A 13-year-old boy was killed and five other boys wounded in northern Laos after a cluster bomb exploded as they were trying to open it with a knife, the Vientiane Times reported Thursday.
The boys, aged 5 to 13, had been foraging for bamboo shoots in Huaykhae village of Luang Prabang province over the weekend when they found the unexploded ordnance (UXO), the report said.
The surviving boys told officials that they threw the bomb back and forth while walking home, and when they arrived back in the village, tried to open it to see what was inside. They tried to cut it open with a knife, striking it a few times until it exploded, according to the report.

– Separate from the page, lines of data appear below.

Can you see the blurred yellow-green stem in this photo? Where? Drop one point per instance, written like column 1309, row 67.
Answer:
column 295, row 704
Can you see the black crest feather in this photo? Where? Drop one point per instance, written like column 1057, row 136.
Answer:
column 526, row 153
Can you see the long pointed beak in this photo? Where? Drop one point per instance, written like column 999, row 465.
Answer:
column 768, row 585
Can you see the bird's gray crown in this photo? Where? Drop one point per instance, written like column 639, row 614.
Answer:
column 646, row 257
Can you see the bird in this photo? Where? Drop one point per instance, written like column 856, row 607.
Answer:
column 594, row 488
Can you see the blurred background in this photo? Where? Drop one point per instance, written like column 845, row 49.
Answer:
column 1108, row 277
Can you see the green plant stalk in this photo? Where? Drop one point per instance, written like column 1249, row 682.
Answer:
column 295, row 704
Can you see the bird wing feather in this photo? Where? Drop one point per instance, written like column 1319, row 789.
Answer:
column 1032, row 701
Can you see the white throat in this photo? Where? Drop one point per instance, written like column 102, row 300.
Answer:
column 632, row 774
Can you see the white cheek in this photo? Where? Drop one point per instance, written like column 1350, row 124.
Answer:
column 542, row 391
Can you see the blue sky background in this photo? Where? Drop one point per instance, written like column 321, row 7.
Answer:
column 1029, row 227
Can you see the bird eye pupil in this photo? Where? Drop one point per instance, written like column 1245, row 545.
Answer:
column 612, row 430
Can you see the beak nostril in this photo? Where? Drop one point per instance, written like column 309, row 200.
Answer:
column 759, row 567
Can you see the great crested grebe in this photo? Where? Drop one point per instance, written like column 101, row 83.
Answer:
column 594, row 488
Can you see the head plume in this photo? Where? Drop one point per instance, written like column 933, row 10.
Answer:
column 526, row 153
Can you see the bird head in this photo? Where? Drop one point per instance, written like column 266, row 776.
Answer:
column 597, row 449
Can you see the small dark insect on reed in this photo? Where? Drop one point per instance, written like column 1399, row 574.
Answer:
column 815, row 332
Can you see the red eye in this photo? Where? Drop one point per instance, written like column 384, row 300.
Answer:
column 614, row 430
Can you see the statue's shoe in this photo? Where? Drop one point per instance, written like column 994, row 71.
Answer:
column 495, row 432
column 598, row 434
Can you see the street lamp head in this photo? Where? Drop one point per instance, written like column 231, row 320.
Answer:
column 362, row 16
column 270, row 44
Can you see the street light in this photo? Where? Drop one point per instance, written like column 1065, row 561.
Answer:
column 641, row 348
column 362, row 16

During the Vietnam War, more than 2.5 million short tons of U.S. munitions were dropped on Laos – more than were dropped on Germany and Japan combined during World War II. Per capita, Laos is the most heavily bombed country in the world.
According to the Lao government, a quarter of the country’s villages are contaminated with UXO.
The Vientiane Times reported that deminers have cleared more than 39,821 hectares of land (98,400 acres) since 1996, and identified and destroyed 1,345,431 items of UXO.
UXO in Laos maims an average of about 300 people every year, though that figure dropped to 56 in 2012, and to 16 in the first six months of this year, the Vientiane Times said.
Nearly a quarter of the casualties are children.